I loaded data into a table with LATIN character set using mload utility from UNIX terminal with ASCII terminal session.
mload -c ASCII < "scriptGreeting.txt" > "scriptGreeting.log"
I see the hex code stored fine in the table
SyntaxEditor Code Snippet
sel char2hexint(substr(greeting,25,8)) ,substr(greeting,25,4),greeting from "schema".Unicode_greeting_mload
hexvalue(substring(greeting) - substring(greeting) - greeting
4E20F09F9191 - N ÐŸ - THE HEIRS OF THE MOUNTAIN ÐŸ‘‘
Now, if i use udf, i still get replacement character on screen.( I tried with UTF16 /UTF-8 session in SQLA )
SyntaxEditor Code Snippet
sel "schema".pt_utf8to16(Greeting,_UNICODE'003F'XC) from "schema".Unicode_greeting_mload
My goal is to see the ouput in answersheet a CROWN or atleast weired character but not replacement character when SELECTED from UNICODE column (assuming we will succesfully load these hex values to UNICODE column from LATIN column).
Did i miss something?
You are going to run into problems selecting, exporting, or seaching for SMP emoji in any pre-16.00 release.
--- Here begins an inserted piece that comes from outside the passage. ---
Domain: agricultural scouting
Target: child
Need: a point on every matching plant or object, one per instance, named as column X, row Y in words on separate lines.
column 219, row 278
See the UTK release 126.96.36.199, page 14 for a description of the limitations. Note that the these operations may work with UTF16.
Thanks David. I was able to load emoji into latin and convert that using UDF and i see replacement character in select result.
I was looking at getting the data into table atleast with replacement character but our cureent setup doesnot allow replacement character.
Can we search and replace EFBFBD with say space?
How do i alter my below query to do so
SyntaxEditor Code Snippet
insert into Unicode_greeting_mload sel ID, CodePage, LCID, Description, "Schema".pt_utf8to16(Greeting,_UNICODE'003F'XC) from LATIN_greeting_mload
Please let me know if you think we can replace any character like SMP emoji that Teradata do not support into a space while loading using TDCH Fast load itself or i have to do TDCH -->Latin Table -->.Unicode table with conversion of replacement character to space
If teradata cannot handle certain characters then we should be able to someway eliminate it. We are loosing records and ultimately end user will be hesitent to choose teradata. Any suggestion from anyone for alternate solution to get atleast valid characters into table?
Thanks for your support.
Yes we reached GSC. Was trying to find answer interim :-)
They confirmed this as a drawback and they said everything you said here and unfortunately this is a bad news and we are upset as this was not known to us.
Strange is that TDCH fast load rejects the data while the same data if we use Fastload Utility is getting into the database with modified hex value for problamatic characters which are 4-byte in lenght. If Fastload utility can do then TDCH fastload plugin should also must have.
On a different note, can you help how to insert default timestamp value in a timestampe(0) data type field using fastload script. I tried to google but dint find any help. I saw one post where it say to use :DEFAULT in create table but i dont have requirement to create table everytime when fastloading.
i have a column called TDCH_DTTM TIMESTAMP (0) for audit purpose. How do i load this now? help me with Define & insert value part please.
According to your Select example and hex values 0xF09F9191, you have successfully loaded Emoji characters in UTF8 into Teradata Latin columns via ASCII session. Now, you can convert them to Unicode using pass-thorugh UDF, as your example below.
sel "schema".pt_utf8to16(Greeting,_UNICODE'003F'XC) from "schema".Unicode_greeting_mload ;
Because you are running TD 15.x, the UTF8 session character set only supports (3) bytes in UTF8. Instead of UTF8 session, you will need to switch to UTF16, so that the client can get the right UTF16 values on your client. Then, it is a matter of display Emoji characters on your client. With SQLA, you need to set the font "Segoe UI Symbol" on your Answer set pane. Highlight the Answer set pane, right click and go to Set Font. Then, you can display Emoiji characters on your SQL screen as shown below.
1 Unicode 5.0 💻
2 Unicode 5.0 👑